LFOs on such persons is to harness them to a debt that they realistically have no ability to pay,

keeping them in the orbit of the criminal justice system and within the gravity of temptations to

reoffend that our system is designed to still. Levying mandatory LFOs against those who cannot

pay them thus increases the system costs they were designed to relieve. Without a Blazina-like3

individualized determination of ability to pay, the assessment of mandatory LFOs not only fails

3
    State v. Blazina, 182 Wash. 2d 827, 344 P.3d 680 (2015).

                                                  5
No. 50302-6-II

to serve its purpose, but actively contradicts that purpose. The self-contradiction in such a

system crosses into an arbitrariness that not even the rational basis test can tolerate.

        The majority analysis relies on the authority of Seward. Seward, in turn, would salvage a

reasonable relationship through a type of dragnet rationale: because these assessments would be

imposed on some who can pay, their imposition on those who cannot serves the purpose of

raising money. In a temporal variant of the same approach, Seward also argues that imposing

these obligations on those who cannot pay serves the same purpose, because they may be able to

pay at some point in the future. Seward, 196 Wash. App. at 585-86.

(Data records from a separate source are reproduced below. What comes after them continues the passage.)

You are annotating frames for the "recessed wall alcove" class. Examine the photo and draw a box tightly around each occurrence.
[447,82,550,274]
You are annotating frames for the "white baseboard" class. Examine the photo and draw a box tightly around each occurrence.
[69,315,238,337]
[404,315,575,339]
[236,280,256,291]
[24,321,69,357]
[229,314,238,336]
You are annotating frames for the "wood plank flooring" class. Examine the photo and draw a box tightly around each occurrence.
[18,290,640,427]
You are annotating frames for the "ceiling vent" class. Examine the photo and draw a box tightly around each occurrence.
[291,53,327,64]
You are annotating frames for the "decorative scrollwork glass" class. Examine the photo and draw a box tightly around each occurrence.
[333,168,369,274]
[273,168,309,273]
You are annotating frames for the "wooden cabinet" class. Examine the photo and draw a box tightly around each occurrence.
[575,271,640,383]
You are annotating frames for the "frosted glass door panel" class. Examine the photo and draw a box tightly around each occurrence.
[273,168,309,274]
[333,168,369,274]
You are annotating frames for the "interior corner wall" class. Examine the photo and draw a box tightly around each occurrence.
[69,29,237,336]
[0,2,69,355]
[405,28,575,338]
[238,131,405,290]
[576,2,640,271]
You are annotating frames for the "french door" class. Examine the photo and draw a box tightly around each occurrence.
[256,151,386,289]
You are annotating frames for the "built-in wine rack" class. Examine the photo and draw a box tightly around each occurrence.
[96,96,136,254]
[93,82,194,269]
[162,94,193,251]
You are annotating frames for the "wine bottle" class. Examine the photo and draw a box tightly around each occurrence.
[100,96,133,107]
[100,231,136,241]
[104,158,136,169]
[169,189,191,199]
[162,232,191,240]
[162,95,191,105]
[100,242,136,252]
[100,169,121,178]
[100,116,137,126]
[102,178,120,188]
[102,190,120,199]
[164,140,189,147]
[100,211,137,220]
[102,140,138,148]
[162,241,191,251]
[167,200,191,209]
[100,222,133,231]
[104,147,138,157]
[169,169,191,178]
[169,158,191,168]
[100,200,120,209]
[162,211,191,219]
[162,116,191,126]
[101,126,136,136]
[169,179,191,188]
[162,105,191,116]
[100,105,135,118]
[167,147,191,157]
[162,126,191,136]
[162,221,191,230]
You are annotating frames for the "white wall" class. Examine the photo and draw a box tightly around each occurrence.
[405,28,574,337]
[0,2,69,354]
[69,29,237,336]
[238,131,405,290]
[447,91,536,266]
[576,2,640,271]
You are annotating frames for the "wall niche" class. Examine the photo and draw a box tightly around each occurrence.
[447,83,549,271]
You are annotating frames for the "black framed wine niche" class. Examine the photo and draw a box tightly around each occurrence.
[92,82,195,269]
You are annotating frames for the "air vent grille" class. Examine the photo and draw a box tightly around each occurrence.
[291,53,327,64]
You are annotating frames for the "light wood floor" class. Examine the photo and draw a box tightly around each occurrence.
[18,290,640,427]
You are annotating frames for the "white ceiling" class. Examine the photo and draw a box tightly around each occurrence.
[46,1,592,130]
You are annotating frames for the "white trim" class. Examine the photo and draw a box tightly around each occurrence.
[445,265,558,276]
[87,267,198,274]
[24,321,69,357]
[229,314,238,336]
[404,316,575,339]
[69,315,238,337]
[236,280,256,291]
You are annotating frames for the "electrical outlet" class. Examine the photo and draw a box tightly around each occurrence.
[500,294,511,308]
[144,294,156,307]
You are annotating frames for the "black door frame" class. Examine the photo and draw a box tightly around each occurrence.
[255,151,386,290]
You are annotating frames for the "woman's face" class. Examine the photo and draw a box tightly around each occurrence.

        As shown, without a Blazina inquiry the imposition of mandatory LFOs will actively

contradict and work against its purpose in the cases of indigent defendants. The Seward

rationales attempt to save this contradiction by pointing out that the law may serve its purpose in

some other instances or by hypothesizing that the contradiction may someday cease. However,

this ineluctable contradiction between purpose and effect in some instances is not effaced by its

absence in others. Nor is the contradiction relieved by the doubtful hope that it may some day

pass away. These uses of the imagination are far removed from positing different ways in which

a law may serve its purpose, which is the sort of speculation invited by the rational basis

standard.

        For these reasons, I would conclude that Norberg has raised a manifest constitutional

error and that the assessment of mandatory LFOs with no inquiry into ability to pay fails the

rational basis test. Therefore, I dissent.

                                                       _________________________________
                                                       Bjorgen, J.